Clear areas of consensus emerged from these conversations. Our desire to be an inclusive museum—one that welcomes all and shares stories that matter. Our need to directly engage families and multigenerational groups, to invite in future generations. Our belief that we are here to educate; to connect maritime past, present, and future; and to be a forum for community dialogue. Our recognition that, as an interdisciplinary museum, we embrace the rich diversity of maritime topics. And our geographic compass—we are rooted in Maine and we strive to tell big, meaningful stories of global relevance.
After sustained and meaningful discussions, I’m pleased to share the updated statements that were passed unanimously by our Board of Trustees in September:
Our Mission: Maine Maritime Museum’s mission is to connect people to the past, present, and future of Maine’s waterways and their global reach.
Our Vision: Our vision is to be a leading cultural institution and community pillar. As active stewards and educators of history and culture, of our historic site, and of our collections, we strive to inspire an ever-growing audience to experience the local, regional, and global stories of Maine.
Our Values: We We value progress—removing barriers to access, broadening our audience, building community, expanding scholarship, and innovating our stories and storytelling methods.

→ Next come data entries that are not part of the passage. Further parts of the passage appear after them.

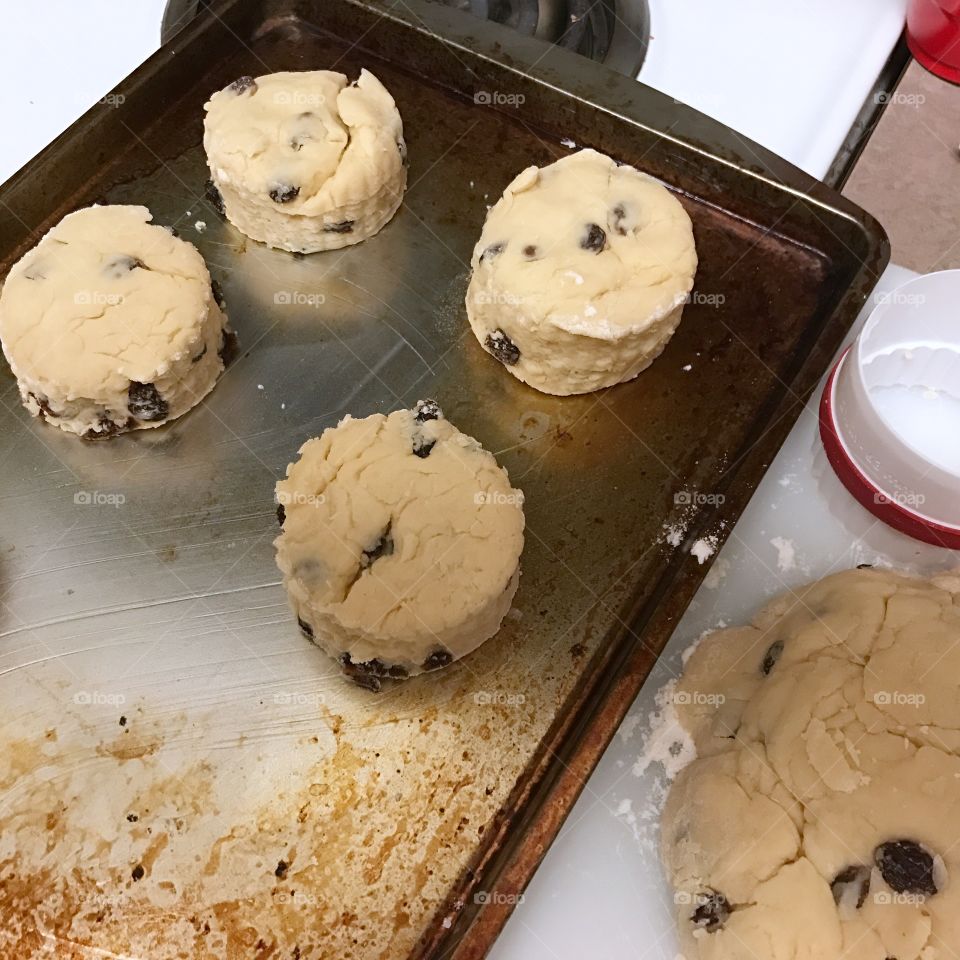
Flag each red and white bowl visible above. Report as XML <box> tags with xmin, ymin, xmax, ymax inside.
<box><xmin>820</xmin><ymin>270</ymin><xmax>960</xmax><ymax>550</ymax></box>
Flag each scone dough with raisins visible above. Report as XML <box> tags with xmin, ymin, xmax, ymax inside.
<box><xmin>466</xmin><ymin>148</ymin><xmax>697</xmax><ymax>396</ymax></box>
<box><xmin>661</xmin><ymin>567</ymin><xmax>960</xmax><ymax>960</ymax></box>
<box><xmin>203</xmin><ymin>70</ymin><xmax>406</xmax><ymax>253</ymax></box>
<box><xmin>274</xmin><ymin>401</ymin><xmax>525</xmax><ymax>690</ymax></box>
<box><xmin>0</xmin><ymin>205</ymin><xmax>230</xmax><ymax>439</ymax></box>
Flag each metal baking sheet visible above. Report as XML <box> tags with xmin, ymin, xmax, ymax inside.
<box><xmin>0</xmin><ymin>1</ymin><xmax>888</xmax><ymax>957</ymax></box>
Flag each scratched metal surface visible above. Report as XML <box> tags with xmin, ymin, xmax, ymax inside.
<box><xmin>0</xmin><ymin>1</ymin><xmax>888</xmax><ymax>957</ymax></box>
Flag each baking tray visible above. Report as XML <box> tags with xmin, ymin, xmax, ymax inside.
<box><xmin>0</xmin><ymin>1</ymin><xmax>888</xmax><ymax>957</ymax></box>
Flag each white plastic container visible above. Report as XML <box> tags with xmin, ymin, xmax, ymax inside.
<box><xmin>819</xmin><ymin>270</ymin><xmax>960</xmax><ymax>549</ymax></box>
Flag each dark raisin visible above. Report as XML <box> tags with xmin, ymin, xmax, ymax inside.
<box><xmin>276</xmin><ymin>504</ymin><xmax>286</xmax><ymax>526</ymax></box>
<box><xmin>422</xmin><ymin>648</ymin><xmax>453</xmax><ymax>671</ymax></box>
<box><xmin>611</xmin><ymin>203</ymin><xmax>628</xmax><ymax>235</ymax></box>
<box><xmin>227</xmin><ymin>76</ymin><xmax>257</xmax><ymax>95</ymax></box>
<box><xmin>269</xmin><ymin>184</ymin><xmax>300</xmax><ymax>204</ymax></box>
<box><xmin>205</xmin><ymin>180</ymin><xmax>226</xmax><ymax>216</ymax></box>
<box><xmin>479</xmin><ymin>241</ymin><xmax>505</xmax><ymax>262</ymax></box>
<box><xmin>126</xmin><ymin>814</ymin><xmax>138</xmax><ymax>823</ymax></box>
<box><xmin>27</xmin><ymin>392</ymin><xmax>56</xmax><ymax>420</ymax></box>
<box><xmin>387</xmin><ymin>663</ymin><xmax>409</xmax><ymax>679</ymax></box>
<box><xmin>522</xmin><ymin>244</ymin><xmax>539</xmax><ymax>260</ymax></box>
<box><xmin>691</xmin><ymin>891</ymin><xmax>730</xmax><ymax>932</ymax></box>
<box><xmin>127</xmin><ymin>382</ymin><xmax>168</xmax><ymax>422</ymax></box>
<box><xmin>875</xmin><ymin>840</ymin><xmax>938</xmax><ymax>896</ymax></box>
<box><xmin>361</xmin><ymin>525</ymin><xmax>394</xmax><ymax>568</ymax></box>
<box><xmin>397</xmin><ymin>139</ymin><xmax>408</xmax><ymax>163</ymax></box>
<box><xmin>580</xmin><ymin>223</ymin><xmax>606</xmax><ymax>253</ymax></box>
<box><xmin>131</xmin><ymin>865</ymin><xmax>145</xmax><ymax>882</ymax></box>
<box><xmin>338</xmin><ymin>653</ymin><xmax>384</xmax><ymax>692</ymax></box>
<box><xmin>275</xmin><ymin>860</ymin><xmax>288</xmax><ymax>879</ymax></box>
<box><xmin>857</xmin><ymin>563</ymin><xmax>873</xmax><ymax>569</ymax></box>
<box><xmin>191</xmin><ymin>343</ymin><xmax>208</xmax><ymax>364</ymax></box>
<box><xmin>218</xmin><ymin>328</ymin><xmax>239</xmax><ymax>365</ymax></box>
<box><xmin>211</xmin><ymin>279</ymin><xmax>226</xmax><ymax>310</ymax></box>
<box><xmin>119</xmin><ymin>716</ymin><xmax>127</xmax><ymax>727</ymax></box>
<box><xmin>104</xmin><ymin>255</ymin><xmax>145</xmax><ymax>278</ymax></box>
<box><xmin>484</xmin><ymin>329</ymin><xmax>521</xmax><ymax>366</ymax></box>
<box><xmin>82</xmin><ymin>414</ymin><xmax>133</xmax><ymax>440</ymax></box>
<box><xmin>761</xmin><ymin>639</ymin><xmax>784</xmax><ymax>676</ymax></box>
<box><xmin>414</xmin><ymin>399</ymin><xmax>442</xmax><ymax>422</ymax></box>
<box><xmin>831</xmin><ymin>865</ymin><xmax>871</xmax><ymax>908</ymax></box>
<box><xmin>412</xmin><ymin>437</ymin><xmax>436</xmax><ymax>459</ymax></box>
<box><xmin>296</xmin><ymin>617</ymin><xmax>314</xmax><ymax>639</ymax></box>
<box><xmin>323</xmin><ymin>220</ymin><xmax>354</xmax><ymax>234</ymax></box>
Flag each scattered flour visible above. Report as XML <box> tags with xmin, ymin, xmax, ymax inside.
<box><xmin>194</xmin><ymin>220</ymin><xmax>207</xmax><ymax>233</ymax></box>
<box><xmin>703</xmin><ymin>557</ymin><xmax>729</xmax><ymax>589</ymax></box>
<box><xmin>618</xmin><ymin>710</ymin><xmax>644</xmax><ymax>743</ymax></box>
<box><xmin>632</xmin><ymin>680</ymin><xmax>696</xmax><ymax>782</ymax></box>
<box><xmin>560</xmin><ymin>137</ymin><xmax>577</xmax><ymax>149</ymax></box>
<box><xmin>770</xmin><ymin>535</ymin><xmax>796</xmax><ymax>572</ymax></box>
<box><xmin>665</xmin><ymin>523</ymin><xmax>686</xmax><ymax>548</ymax></box>
<box><xmin>690</xmin><ymin>536</ymin><xmax>717</xmax><ymax>564</ymax></box>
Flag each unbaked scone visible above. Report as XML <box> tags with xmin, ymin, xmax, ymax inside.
<box><xmin>203</xmin><ymin>69</ymin><xmax>406</xmax><ymax>253</ymax></box>
<box><xmin>0</xmin><ymin>205</ymin><xmax>230</xmax><ymax>439</ymax></box>
<box><xmin>661</xmin><ymin>567</ymin><xmax>960</xmax><ymax>960</ymax></box>
<box><xmin>466</xmin><ymin>148</ymin><xmax>697</xmax><ymax>396</ymax></box>
<box><xmin>274</xmin><ymin>401</ymin><xmax>525</xmax><ymax>690</ymax></box>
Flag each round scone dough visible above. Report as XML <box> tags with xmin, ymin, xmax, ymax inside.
<box><xmin>203</xmin><ymin>69</ymin><xmax>407</xmax><ymax>253</ymax></box>
<box><xmin>0</xmin><ymin>205</ymin><xmax>230</xmax><ymax>439</ymax></box>
<box><xmin>466</xmin><ymin>148</ymin><xmax>697</xmax><ymax>396</ymax></box>
<box><xmin>661</xmin><ymin>567</ymin><xmax>960</xmax><ymax>960</ymax></box>
<box><xmin>274</xmin><ymin>400</ymin><xmax>525</xmax><ymax>690</ymax></box>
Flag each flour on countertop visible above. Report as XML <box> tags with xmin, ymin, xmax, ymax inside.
<box><xmin>703</xmin><ymin>557</ymin><xmax>729</xmax><ymax>589</ymax></box>
<box><xmin>632</xmin><ymin>680</ymin><xmax>696</xmax><ymax>782</ymax></box>
<box><xmin>769</xmin><ymin>535</ymin><xmax>796</xmax><ymax>572</ymax></box>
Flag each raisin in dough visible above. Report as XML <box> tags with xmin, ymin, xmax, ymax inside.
<box><xmin>466</xmin><ymin>148</ymin><xmax>697</xmax><ymax>396</ymax></box>
<box><xmin>661</xmin><ymin>568</ymin><xmax>960</xmax><ymax>960</ymax></box>
<box><xmin>274</xmin><ymin>401</ymin><xmax>525</xmax><ymax>690</ymax></box>
<box><xmin>0</xmin><ymin>205</ymin><xmax>229</xmax><ymax>439</ymax></box>
<box><xmin>203</xmin><ymin>70</ymin><xmax>406</xmax><ymax>254</ymax></box>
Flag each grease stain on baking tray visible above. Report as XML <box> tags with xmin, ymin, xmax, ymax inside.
<box><xmin>0</xmin><ymin>605</ymin><xmax>572</xmax><ymax>958</ymax></box>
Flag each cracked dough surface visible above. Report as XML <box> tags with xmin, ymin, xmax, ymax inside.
<box><xmin>661</xmin><ymin>567</ymin><xmax>960</xmax><ymax>960</ymax></box>
<box><xmin>466</xmin><ymin>148</ymin><xmax>697</xmax><ymax>396</ymax></box>
<box><xmin>0</xmin><ymin>205</ymin><xmax>228</xmax><ymax>438</ymax></box>
<box><xmin>203</xmin><ymin>69</ymin><xmax>406</xmax><ymax>253</ymax></box>
<box><xmin>274</xmin><ymin>402</ymin><xmax>525</xmax><ymax>686</ymax></box>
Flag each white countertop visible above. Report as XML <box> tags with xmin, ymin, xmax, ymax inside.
<box><xmin>2</xmin><ymin>5</ymin><xmax>937</xmax><ymax>960</ymax></box>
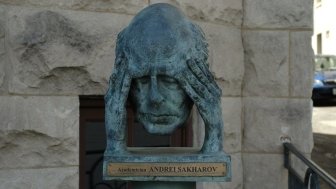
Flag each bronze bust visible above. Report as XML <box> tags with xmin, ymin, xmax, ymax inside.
<box><xmin>105</xmin><ymin>3</ymin><xmax>224</xmax><ymax>155</ymax></box>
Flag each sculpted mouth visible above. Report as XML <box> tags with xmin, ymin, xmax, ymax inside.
<box><xmin>139</xmin><ymin>112</ymin><xmax>178</xmax><ymax>124</ymax></box>
<box><xmin>142</xmin><ymin>113</ymin><xmax>177</xmax><ymax>117</ymax></box>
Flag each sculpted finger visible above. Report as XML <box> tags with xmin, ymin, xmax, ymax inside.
<box><xmin>177</xmin><ymin>71</ymin><xmax>221</xmax><ymax>127</ymax></box>
<box><xmin>119</xmin><ymin>74</ymin><xmax>131</xmax><ymax>107</ymax></box>
<box><xmin>180</xmin><ymin>79</ymin><xmax>211</xmax><ymax>124</ymax></box>
<box><xmin>187</xmin><ymin>60</ymin><xmax>221</xmax><ymax>98</ymax></box>
<box><xmin>114</xmin><ymin>58</ymin><xmax>128</xmax><ymax>90</ymax></box>
<box><xmin>184</xmin><ymin>73</ymin><xmax>213</xmax><ymax>100</ymax></box>
<box><xmin>199</xmin><ymin>65</ymin><xmax>221</xmax><ymax>97</ymax></box>
<box><xmin>177</xmin><ymin>75</ymin><xmax>209</xmax><ymax>114</ymax></box>
<box><xmin>109</xmin><ymin>55</ymin><xmax>124</xmax><ymax>83</ymax></box>
<box><xmin>176</xmin><ymin>75</ymin><xmax>202</xmax><ymax>102</ymax></box>
<box><xmin>187</xmin><ymin>59</ymin><xmax>211</xmax><ymax>80</ymax></box>
<box><xmin>105</xmin><ymin>62</ymin><xmax>126</xmax><ymax>104</ymax></box>
<box><xmin>195</xmin><ymin>59</ymin><xmax>214</xmax><ymax>81</ymax></box>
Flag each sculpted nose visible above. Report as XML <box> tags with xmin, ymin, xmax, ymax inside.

We value respect— sustaining the people, places, and resources in our care, prioritizing equity in our work, and creating a supportive environment that empowers individuals to thrive.
Museums must revisit their mission periodically to ensure they are framed in a way that meets the current and future needs of our community. In this case, the evolution is not a seismic shift but a thoughtful acknowledgement of the museum’s past, our recent successes, and new responsibilities.
In his remarks opening the museum’s first permanent location in 1964—with exhibits telling our core stories through paintings and artifacts traded across the world—
our first president William Mussenden shared the following reminder, worth revisiting:
“This museum is not a memorial to an industry that is dead, nor is it being dedicated as a reminder of the good old days. What you will see here is merely the evidence of that which has
happened in a community, where progress is still being made.”
Connecting the past, present, and future of maritime Maine, and how this story is one of global relevance, has long been a common thread in our history. It is worth renewing our commitment to this purpose, as we identify new programs and exhibits that reveal maritime Maine to be a place where progress has been, and still is being, made.